2)Smart contracts will become an instrumental part of a genuinely decentralized world computer. Several services will be launched on the blockchain right after a specific progress milestone. The main aim of the company’s blockchain lab is to bring technological value and convenience to people’s everyday lives. Also, we’re planning to extend Etherium EVM machine for work with non-standard tokens. That should attract people excited to run ICO for Post-Quantum blockchain projects, CryptoNote coins, and other non-ERC20 tokens.

Also, because the multiple blockchains are supported and open API that should motivate people to make a new coin to be included in the project’s multiple blockchain sets.

3) Performance and anonymous networking. With Post-Quantum anonymous transactions support and “garlic” routing like I2P, it would be the perfect decision for fast and anonymous networking.

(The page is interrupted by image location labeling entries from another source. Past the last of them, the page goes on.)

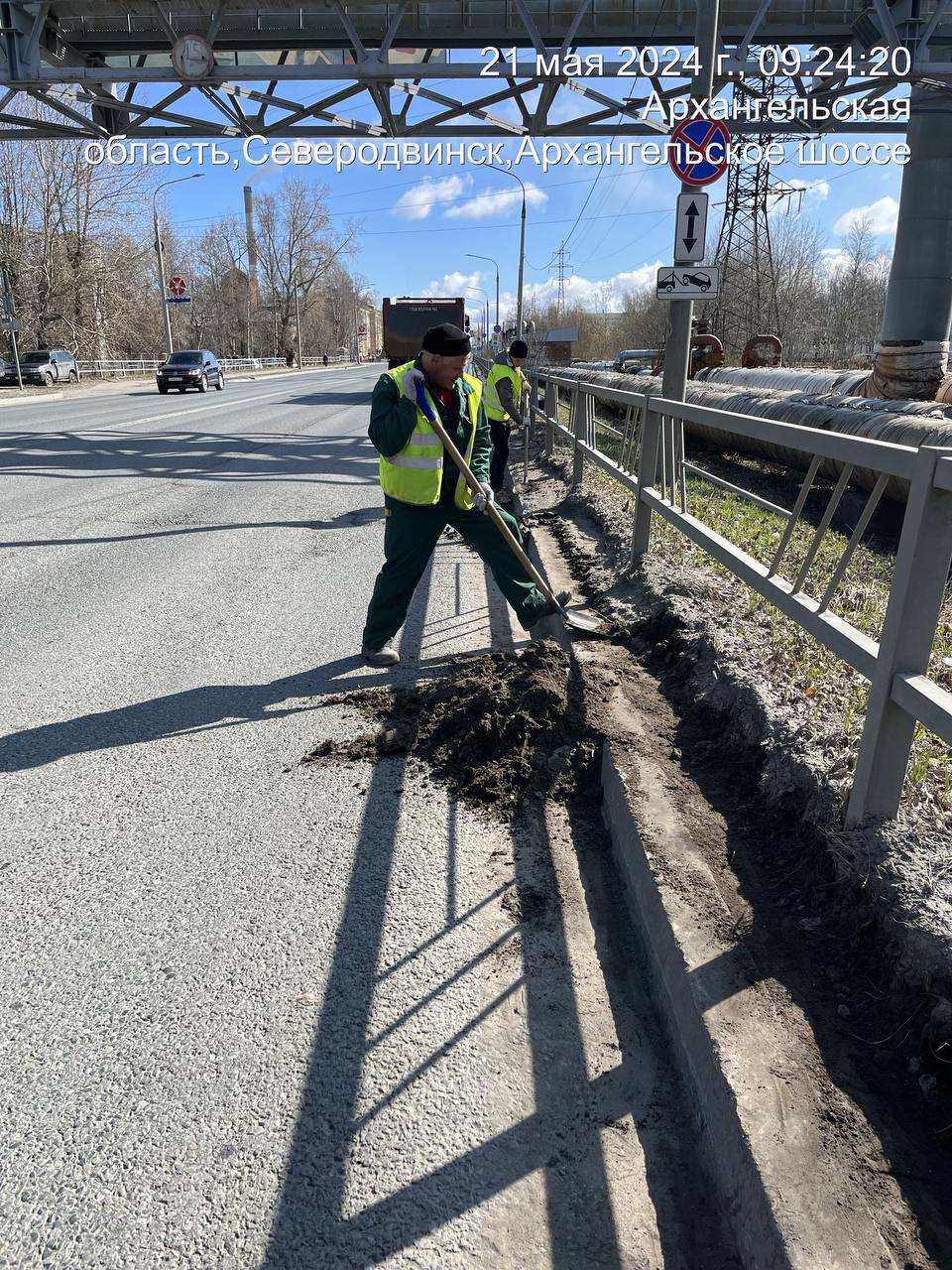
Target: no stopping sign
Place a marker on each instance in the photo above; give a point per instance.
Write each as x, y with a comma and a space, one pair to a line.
698, 150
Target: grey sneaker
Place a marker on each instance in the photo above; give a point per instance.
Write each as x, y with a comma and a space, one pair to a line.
385, 656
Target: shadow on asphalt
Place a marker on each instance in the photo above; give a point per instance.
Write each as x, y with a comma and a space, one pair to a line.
188, 454
578, 1096
345, 521
230, 705
312, 1228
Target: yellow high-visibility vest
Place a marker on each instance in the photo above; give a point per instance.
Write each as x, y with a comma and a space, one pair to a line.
502, 371
416, 474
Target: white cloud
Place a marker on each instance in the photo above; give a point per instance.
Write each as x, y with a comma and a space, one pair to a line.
883, 217
416, 204
594, 294
454, 285
492, 202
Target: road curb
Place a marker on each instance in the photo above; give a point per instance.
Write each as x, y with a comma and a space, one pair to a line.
32, 399
760, 1103
761, 1106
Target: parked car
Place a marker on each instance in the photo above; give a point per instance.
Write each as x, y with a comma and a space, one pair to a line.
190, 368
44, 366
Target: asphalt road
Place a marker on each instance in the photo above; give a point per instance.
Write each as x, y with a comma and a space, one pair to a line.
255, 1015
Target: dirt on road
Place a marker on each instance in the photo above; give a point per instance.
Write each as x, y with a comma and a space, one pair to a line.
495, 729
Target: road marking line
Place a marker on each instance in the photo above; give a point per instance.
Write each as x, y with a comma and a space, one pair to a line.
178, 414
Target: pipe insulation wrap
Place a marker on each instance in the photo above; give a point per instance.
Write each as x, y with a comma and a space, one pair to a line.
904, 423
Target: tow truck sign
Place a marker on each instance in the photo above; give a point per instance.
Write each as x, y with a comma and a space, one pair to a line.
688, 282
178, 291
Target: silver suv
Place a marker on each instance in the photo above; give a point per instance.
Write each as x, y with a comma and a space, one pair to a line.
44, 366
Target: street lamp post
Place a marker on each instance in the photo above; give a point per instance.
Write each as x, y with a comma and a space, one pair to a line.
474, 257
485, 307
159, 254
522, 248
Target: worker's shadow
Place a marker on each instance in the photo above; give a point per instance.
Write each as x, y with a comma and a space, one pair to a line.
202, 708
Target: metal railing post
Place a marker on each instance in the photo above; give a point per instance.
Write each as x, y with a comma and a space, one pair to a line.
652, 426
918, 589
581, 427
551, 413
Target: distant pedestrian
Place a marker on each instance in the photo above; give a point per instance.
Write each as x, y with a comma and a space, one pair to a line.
503, 399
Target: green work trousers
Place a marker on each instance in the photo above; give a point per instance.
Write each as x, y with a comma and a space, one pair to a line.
411, 538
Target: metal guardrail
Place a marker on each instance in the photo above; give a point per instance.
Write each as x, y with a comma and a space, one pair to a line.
148, 365
652, 465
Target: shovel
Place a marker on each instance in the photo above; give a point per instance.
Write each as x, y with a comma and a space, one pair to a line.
578, 619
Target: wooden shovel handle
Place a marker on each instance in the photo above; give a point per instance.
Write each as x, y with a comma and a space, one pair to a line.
492, 509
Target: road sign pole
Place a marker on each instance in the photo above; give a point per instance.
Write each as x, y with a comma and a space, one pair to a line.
162, 282
674, 380
10, 310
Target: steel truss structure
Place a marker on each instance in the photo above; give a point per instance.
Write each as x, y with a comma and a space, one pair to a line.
95, 68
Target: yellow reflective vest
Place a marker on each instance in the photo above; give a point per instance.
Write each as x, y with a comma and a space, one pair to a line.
416, 474
502, 371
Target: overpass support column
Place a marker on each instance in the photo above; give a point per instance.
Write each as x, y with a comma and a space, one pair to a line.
911, 357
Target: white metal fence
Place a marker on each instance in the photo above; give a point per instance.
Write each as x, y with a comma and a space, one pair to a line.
651, 462
104, 367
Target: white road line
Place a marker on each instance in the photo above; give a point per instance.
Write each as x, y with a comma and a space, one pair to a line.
178, 414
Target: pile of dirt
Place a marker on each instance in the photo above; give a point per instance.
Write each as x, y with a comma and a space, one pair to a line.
494, 729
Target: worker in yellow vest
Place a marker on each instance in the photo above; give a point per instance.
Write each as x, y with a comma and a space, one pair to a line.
422, 490
503, 398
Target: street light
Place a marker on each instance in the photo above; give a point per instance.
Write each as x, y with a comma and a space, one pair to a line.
485, 307
159, 253
474, 257
522, 246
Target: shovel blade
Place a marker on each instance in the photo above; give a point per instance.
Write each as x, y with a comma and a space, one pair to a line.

4)Classic currency storage. Because of the flexible structure, one could create a wallet secured with a few different key types. Clients values could be reliably protected with 3–4 different key types. Later on, a client can just forget about it without worries — as the savings will be safe.

5) Truly anonymous transactions. Classic ring signature that is being used by Monero and ZCash right now (ZCash uses hashes but possible to obtain public key as well) are vulnerable to Quantum Computers as well. So, to prevent quantum deanonymization, one should use Cellframe — the currency will be available with Post-Quantum zero-knowledge ring signature for the first time.